Saturday, December 10, 2011

Things that should change

I slept reading about the financial frauds of the developed world, the 'subjectivity' that shrouds financial transactions as you become the JP Morgans' and the Barclays' of the world. There is a causality like the Lehman brothers, which lives and breathes for hundred of years and then becomes illiquid and disappears from the economic world.
And then I woke to the cruel reality of my country, developing countries where lives are lost in freak accidents. Life and death is the fraud of developing countries. It happens on every scale, human error, natural calamity, terrorism. It is not to say that developed countries are immune to any such occurrences. Its just that our societies have become so passive that day after day such instances occur and we brace each one with a stoic face and move on with the guilty roaming scot-free. It is here that a Bhopal gas tragedy trial can stretch that long that the guilty die a natural death before being proven guilty. Why this apathy? Why have we become so numb? What will wake us up from our reverie?
We are a argumentative society, why do all our arguments turn mute when it is time to bring the guilty to the book. When I look at societies here, i find them more vociferous in communicating their disapproval. There is a 'system' mindset, which tells, this is how things are suppose to work and there is minimum tolerance for deviation. Our society is deviant is all regards it is hard to find a working system somewhere.
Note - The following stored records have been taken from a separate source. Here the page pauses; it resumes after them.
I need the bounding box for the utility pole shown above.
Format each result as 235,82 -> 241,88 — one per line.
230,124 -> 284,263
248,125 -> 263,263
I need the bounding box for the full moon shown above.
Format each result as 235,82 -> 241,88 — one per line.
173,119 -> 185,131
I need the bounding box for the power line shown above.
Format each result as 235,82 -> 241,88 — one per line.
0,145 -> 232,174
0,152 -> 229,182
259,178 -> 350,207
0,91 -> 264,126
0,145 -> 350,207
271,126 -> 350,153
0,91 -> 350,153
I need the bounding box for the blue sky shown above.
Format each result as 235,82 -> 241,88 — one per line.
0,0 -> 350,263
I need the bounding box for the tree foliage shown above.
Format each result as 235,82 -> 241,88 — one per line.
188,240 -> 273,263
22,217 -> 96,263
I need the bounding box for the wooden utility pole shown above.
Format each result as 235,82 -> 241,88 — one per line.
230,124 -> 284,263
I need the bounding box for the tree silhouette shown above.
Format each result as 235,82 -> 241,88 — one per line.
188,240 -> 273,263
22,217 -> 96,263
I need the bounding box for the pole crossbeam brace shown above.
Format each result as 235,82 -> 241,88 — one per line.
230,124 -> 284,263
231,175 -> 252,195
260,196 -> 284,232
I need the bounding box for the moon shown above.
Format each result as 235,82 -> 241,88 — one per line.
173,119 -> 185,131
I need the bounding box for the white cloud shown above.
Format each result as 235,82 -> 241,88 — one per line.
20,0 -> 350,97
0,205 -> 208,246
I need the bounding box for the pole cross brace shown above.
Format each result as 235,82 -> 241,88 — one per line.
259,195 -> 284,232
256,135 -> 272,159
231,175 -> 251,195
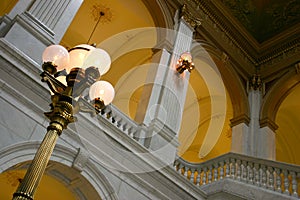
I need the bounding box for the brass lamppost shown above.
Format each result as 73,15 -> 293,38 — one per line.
13,45 -> 114,200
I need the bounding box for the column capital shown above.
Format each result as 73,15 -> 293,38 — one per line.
259,117 -> 278,132
230,114 -> 250,127
179,4 -> 201,29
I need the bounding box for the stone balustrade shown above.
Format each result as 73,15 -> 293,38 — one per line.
94,105 -> 300,198
174,153 -> 300,198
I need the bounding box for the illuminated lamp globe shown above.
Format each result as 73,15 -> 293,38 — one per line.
42,44 -> 69,71
89,81 -> 115,105
66,44 -> 95,73
180,52 -> 192,63
82,48 -> 111,75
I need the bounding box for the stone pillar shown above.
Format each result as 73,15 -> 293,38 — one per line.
247,88 -> 262,157
231,74 -> 277,160
0,0 -> 83,64
136,7 -> 194,164
230,116 -> 250,155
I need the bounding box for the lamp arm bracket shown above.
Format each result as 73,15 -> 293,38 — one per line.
40,71 -> 67,94
77,97 -> 100,117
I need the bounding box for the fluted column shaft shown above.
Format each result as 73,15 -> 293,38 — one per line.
13,125 -> 62,200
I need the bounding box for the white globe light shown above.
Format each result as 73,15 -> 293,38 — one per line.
66,44 -> 95,73
42,44 -> 69,71
89,81 -> 115,105
82,48 -> 111,75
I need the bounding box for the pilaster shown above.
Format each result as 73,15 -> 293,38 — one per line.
231,74 -> 277,160
136,7 -> 194,164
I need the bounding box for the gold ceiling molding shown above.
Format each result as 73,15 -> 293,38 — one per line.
91,4 -> 113,24
183,0 -> 300,77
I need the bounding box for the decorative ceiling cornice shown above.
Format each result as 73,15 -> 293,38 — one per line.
182,0 -> 300,77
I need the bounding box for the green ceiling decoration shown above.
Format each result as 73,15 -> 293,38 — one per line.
221,0 -> 300,43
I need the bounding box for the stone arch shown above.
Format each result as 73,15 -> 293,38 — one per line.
0,141 -> 118,200
260,70 -> 300,131
192,40 -> 250,123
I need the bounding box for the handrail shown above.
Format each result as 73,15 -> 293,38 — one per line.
174,152 -> 300,198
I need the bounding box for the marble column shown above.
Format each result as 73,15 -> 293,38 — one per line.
136,12 -> 194,164
231,74 -> 276,160
0,0 -> 83,64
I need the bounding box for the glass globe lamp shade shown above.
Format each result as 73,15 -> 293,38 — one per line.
82,48 -> 111,75
66,44 -> 95,73
180,52 -> 192,62
42,45 -> 69,71
89,81 -> 115,105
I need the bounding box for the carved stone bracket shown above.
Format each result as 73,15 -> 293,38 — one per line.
73,148 -> 90,171
248,74 -> 263,90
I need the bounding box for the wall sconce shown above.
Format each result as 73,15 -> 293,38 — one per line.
176,52 -> 195,74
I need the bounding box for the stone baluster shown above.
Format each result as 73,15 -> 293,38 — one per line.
182,166 -> 188,178
202,167 -> 207,185
267,167 -> 275,190
260,165 -> 267,188
236,160 -> 242,181
213,163 -> 219,182
219,161 -> 224,180
230,158 -> 235,179
174,160 -> 179,172
291,172 -> 298,197
275,168 -> 282,193
128,126 -> 134,137
195,169 -> 201,185
225,159 -> 230,178
283,170 -> 290,194
254,163 -> 260,186
247,162 -> 254,184
208,165 -> 213,183
190,168 -> 195,184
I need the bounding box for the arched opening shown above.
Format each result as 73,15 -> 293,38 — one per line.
178,41 -> 237,163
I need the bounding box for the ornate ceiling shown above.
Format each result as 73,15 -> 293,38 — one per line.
221,0 -> 300,43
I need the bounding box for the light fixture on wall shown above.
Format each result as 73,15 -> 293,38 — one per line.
13,45 -> 114,200
176,52 -> 195,74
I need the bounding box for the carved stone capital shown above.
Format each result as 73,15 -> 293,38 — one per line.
180,4 -> 201,29
259,118 -> 278,132
230,115 -> 250,127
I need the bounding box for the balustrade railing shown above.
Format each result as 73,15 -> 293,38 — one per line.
174,153 -> 300,198
94,105 -> 300,198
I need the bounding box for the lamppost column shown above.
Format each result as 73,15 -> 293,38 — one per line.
13,127 -> 59,200
13,95 -> 74,200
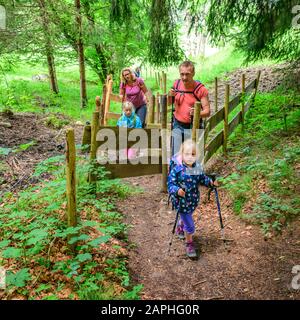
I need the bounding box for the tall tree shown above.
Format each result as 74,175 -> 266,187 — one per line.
38,0 -> 59,93
182,0 -> 300,61
75,0 -> 87,108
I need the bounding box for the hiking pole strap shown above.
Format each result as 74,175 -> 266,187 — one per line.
214,187 -> 224,229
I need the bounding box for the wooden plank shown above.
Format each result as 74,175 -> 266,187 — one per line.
228,93 -> 242,113
228,111 -> 242,135
241,73 -> 246,130
81,125 -> 91,146
104,80 -> 112,124
96,127 -> 161,150
103,157 -> 162,179
244,99 -> 253,114
66,128 -> 77,251
245,79 -> 256,93
106,112 -> 122,120
223,84 -> 230,156
110,93 -> 122,103
147,123 -> 171,130
206,107 -> 224,131
204,130 -> 224,162
160,94 -> 168,192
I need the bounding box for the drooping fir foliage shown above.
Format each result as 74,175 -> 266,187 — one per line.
207,0 -> 300,61
148,0 -> 183,66
180,0 -> 300,62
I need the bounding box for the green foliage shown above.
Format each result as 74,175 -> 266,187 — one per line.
223,89 -> 300,234
6,268 -> 31,288
0,156 -> 139,300
148,0 -> 183,66
45,114 -> 69,129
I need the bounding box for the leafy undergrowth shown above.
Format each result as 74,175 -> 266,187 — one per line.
219,91 -> 300,236
0,152 -> 142,300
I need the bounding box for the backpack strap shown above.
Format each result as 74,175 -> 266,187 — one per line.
173,79 -> 203,101
132,114 -> 136,128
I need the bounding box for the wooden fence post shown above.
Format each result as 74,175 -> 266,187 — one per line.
147,94 -> 155,123
104,80 -> 113,125
89,112 -> 99,183
155,71 -> 159,88
162,72 -> 167,94
215,77 -> 218,112
161,95 -> 168,192
242,73 -> 246,130
223,84 -> 230,155
95,96 -> 101,112
253,70 -> 261,101
155,92 -> 161,123
66,128 -> 77,251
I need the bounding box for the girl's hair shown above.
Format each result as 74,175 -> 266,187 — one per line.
179,139 -> 197,154
120,68 -> 136,84
179,60 -> 195,72
122,101 -> 134,111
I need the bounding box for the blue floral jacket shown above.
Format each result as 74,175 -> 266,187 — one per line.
117,112 -> 142,128
168,156 -> 212,214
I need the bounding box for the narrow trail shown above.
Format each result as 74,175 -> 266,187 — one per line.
0,62 -> 300,300
118,64 -> 300,300
118,159 -> 300,300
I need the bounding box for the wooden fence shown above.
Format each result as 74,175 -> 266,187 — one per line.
82,71 -> 260,185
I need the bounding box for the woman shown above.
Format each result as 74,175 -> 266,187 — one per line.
120,68 -> 147,128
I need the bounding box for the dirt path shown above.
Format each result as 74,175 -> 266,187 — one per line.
118,160 -> 300,300
119,64 -> 300,299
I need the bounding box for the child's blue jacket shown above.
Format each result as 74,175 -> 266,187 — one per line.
117,112 -> 142,128
168,155 -> 212,214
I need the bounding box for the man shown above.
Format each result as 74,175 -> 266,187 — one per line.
169,61 -> 210,155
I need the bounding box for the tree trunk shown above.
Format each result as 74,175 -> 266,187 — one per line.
39,0 -> 59,93
75,0 -> 87,108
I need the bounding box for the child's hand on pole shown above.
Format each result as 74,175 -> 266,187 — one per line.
210,180 -> 219,187
177,188 -> 185,197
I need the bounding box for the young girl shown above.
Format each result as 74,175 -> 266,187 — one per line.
117,101 -> 142,159
168,139 -> 217,258
119,68 -> 148,127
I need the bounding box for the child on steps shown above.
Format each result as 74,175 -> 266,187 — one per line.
168,139 -> 217,258
117,101 -> 142,159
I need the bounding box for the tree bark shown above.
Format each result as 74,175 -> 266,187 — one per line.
75,0 -> 88,108
39,0 -> 59,93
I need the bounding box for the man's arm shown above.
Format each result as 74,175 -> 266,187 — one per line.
200,96 -> 210,118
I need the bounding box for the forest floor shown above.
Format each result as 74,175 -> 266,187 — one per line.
0,65 -> 300,300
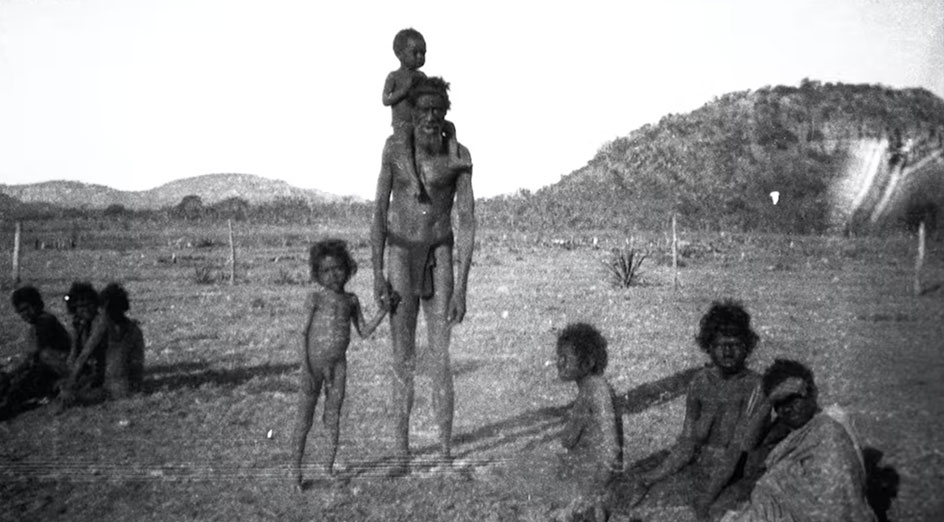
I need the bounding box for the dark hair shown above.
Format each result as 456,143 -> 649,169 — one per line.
393,27 -> 426,54
763,359 -> 816,396
98,283 -> 131,319
308,239 -> 357,282
408,76 -> 452,111
64,281 -> 98,314
557,323 -> 607,375
695,299 -> 760,354
10,285 -> 46,311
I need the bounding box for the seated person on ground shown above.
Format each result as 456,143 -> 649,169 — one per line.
722,359 -> 876,522
62,283 -> 144,405
639,300 -> 770,519
557,323 -> 623,522
0,286 -> 70,417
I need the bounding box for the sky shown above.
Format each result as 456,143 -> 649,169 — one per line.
0,0 -> 944,198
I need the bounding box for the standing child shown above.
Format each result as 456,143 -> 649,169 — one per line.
383,27 -> 471,203
292,239 -> 396,490
557,323 -> 623,522
640,300 -> 770,519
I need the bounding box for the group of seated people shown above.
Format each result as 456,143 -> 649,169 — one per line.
0,282 -> 144,419
553,300 -> 876,522
0,282 -> 876,522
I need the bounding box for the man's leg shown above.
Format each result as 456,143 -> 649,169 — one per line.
423,244 -> 455,461
388,245 -> 419,475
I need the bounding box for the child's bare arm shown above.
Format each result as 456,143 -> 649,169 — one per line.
591,385 -> 622,472
561,398 -> 587,450
383,71 -> 413,107
351,295 -> 393,339
66,315 -> 108,389
301,292 -> 321,375
643,387 -> 701,484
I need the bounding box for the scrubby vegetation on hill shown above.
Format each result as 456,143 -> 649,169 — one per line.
7,80 -> 944,233
480,80 -> 944,233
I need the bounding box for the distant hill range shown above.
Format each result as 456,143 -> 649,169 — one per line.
7,79 -> 944,233
481,79 -> 944,233
0,174 -> 344,210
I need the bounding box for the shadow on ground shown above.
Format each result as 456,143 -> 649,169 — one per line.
862,447 -> 901,522
144,362 -> 298,395
352,367 -> 701,476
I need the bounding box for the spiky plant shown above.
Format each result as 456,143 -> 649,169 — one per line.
603,247 -> 649,288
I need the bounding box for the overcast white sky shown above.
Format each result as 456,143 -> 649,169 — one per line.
0,0 -> 944,198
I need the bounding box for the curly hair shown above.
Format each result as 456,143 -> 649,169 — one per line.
557,323 -> 607,375
408,76 -> 452,111
63,281 -> 99,314
393,27 -> 426,54
10,285 -> 46,311
763,359 -> 816,396
98,283 -> 131,319
308,239 -> 357,283
695,299 -> 760,354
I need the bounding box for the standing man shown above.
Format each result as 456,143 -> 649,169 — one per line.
371,77 -> 475,475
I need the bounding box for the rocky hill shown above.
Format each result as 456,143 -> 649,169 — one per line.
0,174 -> 342,209
482,80 -> 944,233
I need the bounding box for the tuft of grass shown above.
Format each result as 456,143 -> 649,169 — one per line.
603,247 -> 649,288
193,237 -> 216,248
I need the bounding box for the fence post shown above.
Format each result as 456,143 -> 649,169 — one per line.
672,212 -> 679,290
914,221 -> 925,295
226,219 -> 236,285
13,221 -> 22,285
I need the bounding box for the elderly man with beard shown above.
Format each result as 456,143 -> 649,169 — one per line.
371,77 -> 475,476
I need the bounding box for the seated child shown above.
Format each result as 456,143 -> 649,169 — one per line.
557,323 -> 623,522
292,239 -> 398,491
640,300 -> 770,518
62,283 -> 144,406
722,359 -> 877,522
64,281 -> 106,387
0,286 -> 71,418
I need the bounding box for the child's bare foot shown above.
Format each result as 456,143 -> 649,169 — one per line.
387,456 -> 410,478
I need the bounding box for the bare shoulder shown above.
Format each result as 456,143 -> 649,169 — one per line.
383,134 -> 400,158
305,290 -> 324,309
457,143 -> 472,160
587,375 -> 613,401
688,366 -> 714,396
344,292 -> 361,306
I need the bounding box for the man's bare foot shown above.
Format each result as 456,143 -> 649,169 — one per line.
387,456 -> 410,478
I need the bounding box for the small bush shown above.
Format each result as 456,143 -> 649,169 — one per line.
603,248 -> 649,288
193,265 -> 216,285
272,268 -> 305,285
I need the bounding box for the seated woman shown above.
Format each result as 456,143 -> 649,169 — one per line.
0,285 -> 71,419
639,300 -> 770,518
722,359 -> 876,522
61,283 -> 144,406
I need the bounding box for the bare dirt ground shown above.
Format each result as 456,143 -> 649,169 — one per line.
0,224 -> 944,521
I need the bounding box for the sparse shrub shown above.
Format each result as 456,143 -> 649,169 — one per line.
272,268 -> 304,285
193,237 -> 216,248
193,265 -> 216,285
603,247 -> 649,288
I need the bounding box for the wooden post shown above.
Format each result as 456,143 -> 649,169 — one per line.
672,212 -> 679,290
915,221 -> 925,295
13,221 -> 21,285
226,219 -> 236,285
There has to be a method to madness for survival and we somehow miss it in the entire conundrum of events around us.
My heart goes out for the families of people who lost their loved ones in the AMRI hospital fire in Kolkata. I witnessed two major fires in the last three years that I spent in the city. The city has places which seem as if there are waiting for an inferno, waiting for a tragedy to happen. Is it now about time to raze outlived structures and lay the foundation of new structures and new societies.. I don't want to be the bard who sings paeans of change, I want to figure out how to bring in the change.